II. Cómo es este el caso, el segundo hecho anunciado por el Apóstol nos puede explicar: "Dios no puede ser burlado; porque todo lo que el hombre sembrare, eso también segará". La vida presente es nuestro tiempo de siembra. Nuestros corazones y conciencias son el campo a sembrar. Por semilla se entienden aquellos principios vivos, buenos o malos, que se hunden por debajo del nivel de la superficie, no lo que los hombres profesan, sino lo que los hombres siguen.

Esas semillas brotan y dan frutos de una clase u otra; es decir, se ponen en práctica en la vida de los hombres por las palabras de su lengua y las obras de sus manos. La gran cosecha es el fin del mundo, cuando los principios de cada hombre serán juzgados por las obras de cada hombre, la semilla por el fruto que haya producido. Entonces se verá lo que sembró, no lo que profesó sembrar.

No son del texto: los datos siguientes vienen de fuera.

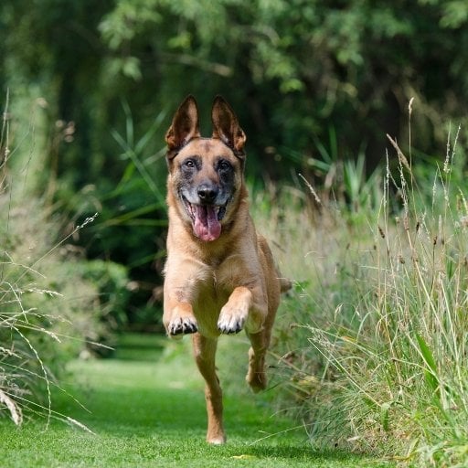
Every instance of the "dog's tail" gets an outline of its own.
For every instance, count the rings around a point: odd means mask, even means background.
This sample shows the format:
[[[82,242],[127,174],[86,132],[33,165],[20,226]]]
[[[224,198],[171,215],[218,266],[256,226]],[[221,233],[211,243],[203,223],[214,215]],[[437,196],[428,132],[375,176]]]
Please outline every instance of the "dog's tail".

El día de la gran cosecha declarará cuáles han sido los principios de cada hombre en las cámaras profundas de su corazón, y de acuerdo con esa declaración será su suerte eterna, para la felicidad o la miseria.

H. Alford, Sermones, pág. 113.

Referencias: Gálatas 6:7 . TJ Crawford, La predicación de la cruz, pág. 98; Homilista, segunda serie, vol. i., pág. 456; El púlpito del mundo cristiano, vol. xx., pág. 253; T. Teignmouth Shore, La vida del mundo venidero, pág. 1; J. Vaughan, Children's Sermons, 1875, pág. 266; Outline Sermons to Children, pág. 241.